One of the mission of the puppetmaster is to serve sourced file to its clients. We saw in the previous section that to do that the master has to read the file in memory. That’s one reason it is recommended to use a dedicated puppetmaster server to act as a pure fileserver.

But there’s a better way, provided you run puppet behind nginx or apache. Those two proxies are also static file servers: why not leverage what they do best to serve the sourced files and thus offload our puppetmaster?

This has some advantages:

  • it frees lots of resources on the puppetmaster, so that they can serve more catalogs by unit time
  • the job will be done faster and by using less resources. Those static servers have been created to spoon-feed our puppet clients…

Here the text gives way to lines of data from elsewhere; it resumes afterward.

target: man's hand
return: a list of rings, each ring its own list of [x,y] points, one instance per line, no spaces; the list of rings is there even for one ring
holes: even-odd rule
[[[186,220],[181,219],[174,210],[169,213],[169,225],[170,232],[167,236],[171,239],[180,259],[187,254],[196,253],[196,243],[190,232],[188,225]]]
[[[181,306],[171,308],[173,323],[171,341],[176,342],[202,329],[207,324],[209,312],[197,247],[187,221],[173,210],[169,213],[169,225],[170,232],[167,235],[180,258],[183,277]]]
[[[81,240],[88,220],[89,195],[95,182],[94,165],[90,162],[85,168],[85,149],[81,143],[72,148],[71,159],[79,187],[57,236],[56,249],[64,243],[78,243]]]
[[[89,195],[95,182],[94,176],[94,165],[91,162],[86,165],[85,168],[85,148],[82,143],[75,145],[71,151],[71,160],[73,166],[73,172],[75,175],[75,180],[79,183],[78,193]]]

In fact it was impossible in 0.24.x, but now that file content serving is RESTful it becomes trivial.

Of course offloading would give its best if your clients requires lots of sourced files that change often, or if you provision lots of new hosts at the same time because we’re offloading only content, not file metadata. File content is served only if the client hasn’t the file or the file checksum on the client is different.

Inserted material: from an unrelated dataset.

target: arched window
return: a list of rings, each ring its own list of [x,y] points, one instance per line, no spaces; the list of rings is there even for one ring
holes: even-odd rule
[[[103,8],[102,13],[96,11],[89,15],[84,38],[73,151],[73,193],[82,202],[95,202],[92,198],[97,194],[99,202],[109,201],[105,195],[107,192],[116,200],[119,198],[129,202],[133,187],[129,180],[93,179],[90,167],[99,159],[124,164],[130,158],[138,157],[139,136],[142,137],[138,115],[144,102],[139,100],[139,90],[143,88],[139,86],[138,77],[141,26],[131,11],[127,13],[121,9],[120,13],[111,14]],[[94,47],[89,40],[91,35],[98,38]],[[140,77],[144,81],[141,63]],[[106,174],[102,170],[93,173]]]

An example is better than thousand words

Imagine we have a standard manifest layout with:

  • some globally sourced files under /etc/puppet/files and
  • some modules files under /etc/puppet/modules//files.

Here is what would be the nginx configuration for such scheme:


server {
    listen 8140;

    ssl                     on;
    ssl_session_timeout     5m;
    ssl_certificate         /var/lib/puppet/ssl/certs/master.pem;
    ssl_certificate_key     /var/lib/puppet/ssl/private_keys/master.pem;
    ssl_client_certificate  /var/lib/puppet/ssl/ca/ca_crt.pem;
    ssl_crl                 /var/lib/puppet/ssl/ca/ca_crl.pem;
    ssl_verify_client       optional;

    root                    /etc/puppet;

    # those locations are for the "production" environment
    # update according to your configuration

    # serve static file for the [files] mountpoint
    location /production/file_content/files/ {
        # it is advisable to have some access rules here
        allow   172.16.0.0/16;
        deny    all;

        # make sure we serve everything
        # as raw
        types { }
        default_type application/x-raw;

        alias /etc/puppet/files/;
    }

    # serve modules files sections
    location ~ /production/file_content/[^/]+/files/ {
        # it is advisable to have some access rules here
        allow   172.16.0.0/16;
        deny    all;

        # make sure we serve everything
        # as raw
        types { }
        default_type application/x-raw;

        root /etc/puppet/modules;
        # rewrite /production/file_content/module/files/file.txt
        # to /module/file.text
        rewrite ^/production/file_content/([^/]+)/files/(.+)$  $1/$2 break;
    }

    # ask the puppetmaster for everything else
    location / {
        proxy_pass          http://puppet-production;
        proxy_redirect      off;
        proxy_set_header    Host             $host;
        proxy_set_header    X-Real-IP        $remote_addr;
        proxy_set_header    X-Forwarded-For  $proxy_add_x_forwarded_for;
        proxy_set_header    X-Client-Verify  $ssl_client_verify;
        proxy_set_header    X-SSL-Subject    $ssl_client_s_dn;
        proxy_set_header    X-SSL-Issuer     $ssl_client_i_dn;
        proxy_buffer_size   16k;
        proxy_buffers       8 32k;
        proxy_busy_buffers_size    64k;
        proxy_temp_file_write_size 64k;
        proxy_read_timeout  65;
    }
}

EDIT: the above configuration was missing the only content-type that nginx can return for Puppet to be able to actually receive the file content (that is raw).

I leave as an exercise to the reader the apache configuration.

It would also be possible to write some ruby/sh/whatever to generate the nginx configuration from the puppet fileserver.conf file.